Ada had an unusual upbringing for an aristocratic girl in the mid-1800s. At her mother’s insistence, tutors engaged her in mathematics and science, which was gender inappropriate for the time, but her mother believed that engaging her young daughter in rigorous studies would prevent Ada from developing her father’s moody, unpredictable temperament. From an early age, Ada showed immense talent for both numbers and language, and when Ada was 17, she befriended Charles Babbage, who was a much older mathematician and inventor. Known as the father of the modern computer, Babbage invented the difference engine and the analytical engine, which were meant to perform mathematical calculations independent of the human mind. Lovelace was later asked to translate an article on Babbage’s analytical engine that had been written by Italian engineer Luigi Federico Menabrea for a Swiss journal, and while she expertly translated the original French text into English, she also added her own thoughts and ideas for an improved analytical engine, which turned out to be three times longer than the original article. Her extensive notes described how algorithms and codes could be created for the device to handle letters and symbols along with numbers. She also theorized a method for the engine to repeat a series of instructions—a process known as looping, which computer programmers use extensively to this day.

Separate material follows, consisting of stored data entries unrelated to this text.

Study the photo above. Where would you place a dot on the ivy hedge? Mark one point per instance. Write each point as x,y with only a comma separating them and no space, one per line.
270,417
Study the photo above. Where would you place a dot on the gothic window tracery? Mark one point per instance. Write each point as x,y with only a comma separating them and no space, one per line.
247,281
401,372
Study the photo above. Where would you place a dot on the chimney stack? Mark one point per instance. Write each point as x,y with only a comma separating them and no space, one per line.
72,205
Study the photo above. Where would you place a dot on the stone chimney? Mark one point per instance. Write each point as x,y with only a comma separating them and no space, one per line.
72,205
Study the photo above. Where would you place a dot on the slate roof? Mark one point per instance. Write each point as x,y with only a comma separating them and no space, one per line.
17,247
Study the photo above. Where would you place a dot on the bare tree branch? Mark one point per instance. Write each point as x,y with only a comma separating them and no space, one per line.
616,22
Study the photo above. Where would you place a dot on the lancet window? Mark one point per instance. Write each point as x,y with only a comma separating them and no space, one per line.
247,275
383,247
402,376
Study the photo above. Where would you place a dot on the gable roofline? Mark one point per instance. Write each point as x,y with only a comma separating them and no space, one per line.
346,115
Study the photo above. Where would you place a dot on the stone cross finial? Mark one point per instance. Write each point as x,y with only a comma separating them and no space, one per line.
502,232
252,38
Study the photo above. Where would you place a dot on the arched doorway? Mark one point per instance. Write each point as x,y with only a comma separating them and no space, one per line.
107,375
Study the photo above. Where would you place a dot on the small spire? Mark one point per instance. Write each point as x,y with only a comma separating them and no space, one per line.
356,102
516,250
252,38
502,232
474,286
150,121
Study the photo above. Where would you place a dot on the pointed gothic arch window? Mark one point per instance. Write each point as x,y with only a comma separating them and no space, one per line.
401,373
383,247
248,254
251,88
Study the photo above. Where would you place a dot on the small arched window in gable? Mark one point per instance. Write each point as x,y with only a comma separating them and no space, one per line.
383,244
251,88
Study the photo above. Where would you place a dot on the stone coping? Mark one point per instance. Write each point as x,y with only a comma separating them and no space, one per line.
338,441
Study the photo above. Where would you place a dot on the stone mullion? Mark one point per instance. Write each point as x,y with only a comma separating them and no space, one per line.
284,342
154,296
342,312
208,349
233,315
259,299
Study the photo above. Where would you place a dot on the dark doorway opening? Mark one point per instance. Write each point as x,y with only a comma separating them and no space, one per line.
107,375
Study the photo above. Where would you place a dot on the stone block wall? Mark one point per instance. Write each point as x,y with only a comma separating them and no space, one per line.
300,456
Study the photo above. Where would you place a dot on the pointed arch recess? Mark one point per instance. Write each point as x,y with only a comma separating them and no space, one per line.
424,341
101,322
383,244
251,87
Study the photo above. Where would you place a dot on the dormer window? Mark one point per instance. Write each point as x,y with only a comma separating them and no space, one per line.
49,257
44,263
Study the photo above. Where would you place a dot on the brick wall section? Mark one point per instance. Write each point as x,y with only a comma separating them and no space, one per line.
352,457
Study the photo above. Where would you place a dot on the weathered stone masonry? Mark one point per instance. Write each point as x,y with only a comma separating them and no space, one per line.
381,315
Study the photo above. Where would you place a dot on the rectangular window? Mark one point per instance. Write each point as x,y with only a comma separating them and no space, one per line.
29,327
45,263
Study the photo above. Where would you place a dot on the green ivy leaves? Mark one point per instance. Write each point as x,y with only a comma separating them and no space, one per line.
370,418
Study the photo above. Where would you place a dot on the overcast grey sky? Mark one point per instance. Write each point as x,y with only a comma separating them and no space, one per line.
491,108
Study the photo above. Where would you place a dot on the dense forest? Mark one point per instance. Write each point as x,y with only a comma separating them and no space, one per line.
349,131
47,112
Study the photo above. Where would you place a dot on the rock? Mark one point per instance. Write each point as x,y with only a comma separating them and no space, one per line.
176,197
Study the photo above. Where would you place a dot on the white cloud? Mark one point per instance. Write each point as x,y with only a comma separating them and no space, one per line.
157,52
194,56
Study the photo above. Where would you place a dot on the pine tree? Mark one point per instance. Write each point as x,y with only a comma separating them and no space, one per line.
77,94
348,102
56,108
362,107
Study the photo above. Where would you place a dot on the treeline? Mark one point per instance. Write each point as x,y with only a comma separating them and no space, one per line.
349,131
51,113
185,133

Lovelace’s article attracted little attention when she was alive, while she would later be singled out during the age of computing as the first female computer programmer in history. Sadly, in her later years she tried to develop mathematical formularies for winning at gambling, which failed so miserably that she was plunged into severe financial distress. She died from uterine cancer in London at the age of 37, only to be buried in a graveyard next to a father she never knew.

And there you have it, Ada Lovelace, today on The Daily Dose.